Dass die Stadt froh ist, immer wieder Menschen für die ehrenamtliche Pflege zu finden, betonte Stadtrat Winckler besonders. Gärtner habe der Bauhof zwar. Doch für die gilt ein Stundenlohn von 45 Euro, der der Stadt in Rechnung gestellt werden müsste. „Das können wir nicht bezahlen“, weiß Winckler, „das ist heute schlicht nicht mehr darstellbar.“

Bisher hätten alle, die sich um den Kräutergarten gekümmert haben, eine glückliche Hand bewiesen. Diese wünsche man nun auch Edith von Eerde, Rita Reiter-Mollenhauer und Dr. Helga Marie Huber, die nun die Patenschaft gemeinsam inne haben. Seit Anfang März kümmern sich die befreundeten Frauen bereits um den Kräutergarten. Huber bringt als Biologin ganz besonderes Rüstzeug mit, alle drei sind aber passionierte Hobby-Gärtnerinnen.

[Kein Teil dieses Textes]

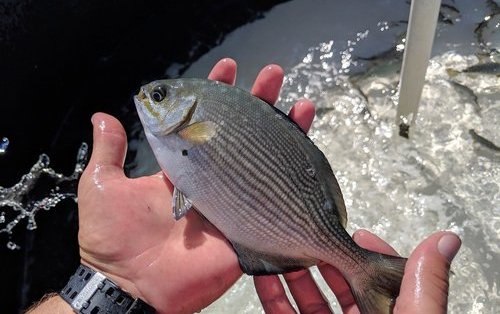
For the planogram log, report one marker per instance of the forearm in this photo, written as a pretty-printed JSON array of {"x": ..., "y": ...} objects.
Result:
[{"x": 51, "y": 303}]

Dass es eine Regenwassertonne gibt, deren Aufstellung Manfred Stengel angeregt hat, begrüßen sie ebenso, wie die neue Werkzeug-Kiste, für die die Stadt gesorgt hat. Die helfe, wo sie könne, lobt Rita Reiter-Mollenhauer. Die drei „Kräuter-Frauen“ wollen immer montags von 16 bis 17 Uhr sicher in der kleinen Anlage zugegen sein. Das soll auch Besuchern Gelegenheit geben, die ein oder andere Frage loszuwerden. Darüber hinaus sind die Damen gern bereit, auch Führungen etwa für Kindergärten oder Schulen anzubieten. Das sei ihr ein wichtiges Anliegen, so Helga Huber. „Ich bin eher skeptisch, ob Kinder heute noch Pflanzen erkennen lernen.“

Saison beginnt gerade erst

Sie selbst hat die Anwendung von Heilkräutern vor allem als Tee noch durch ihre Mutter kennengelernt. Wenn man etwa Bauchweh gehabt habe, sei das Tausendgüldenkraut zum Einsatz gekommen. „Das schmeckt furchtbar bitter. Bei dem Angebot: Ich mach dir einen Tee, wurd’s Bauchweh gleich schon besser“, so Huber unter dem Schmunzeln der Kräutergarten-Besucher. Die konnten gestern noch nicht allzu viele Wildkräuter betrachten, auf die die Marxheimer Anlage spezialisiert ist. Dazu ist es einfach zu früh im Jahr. Und: „Garten heißt warten“, kommentierte die Biologin.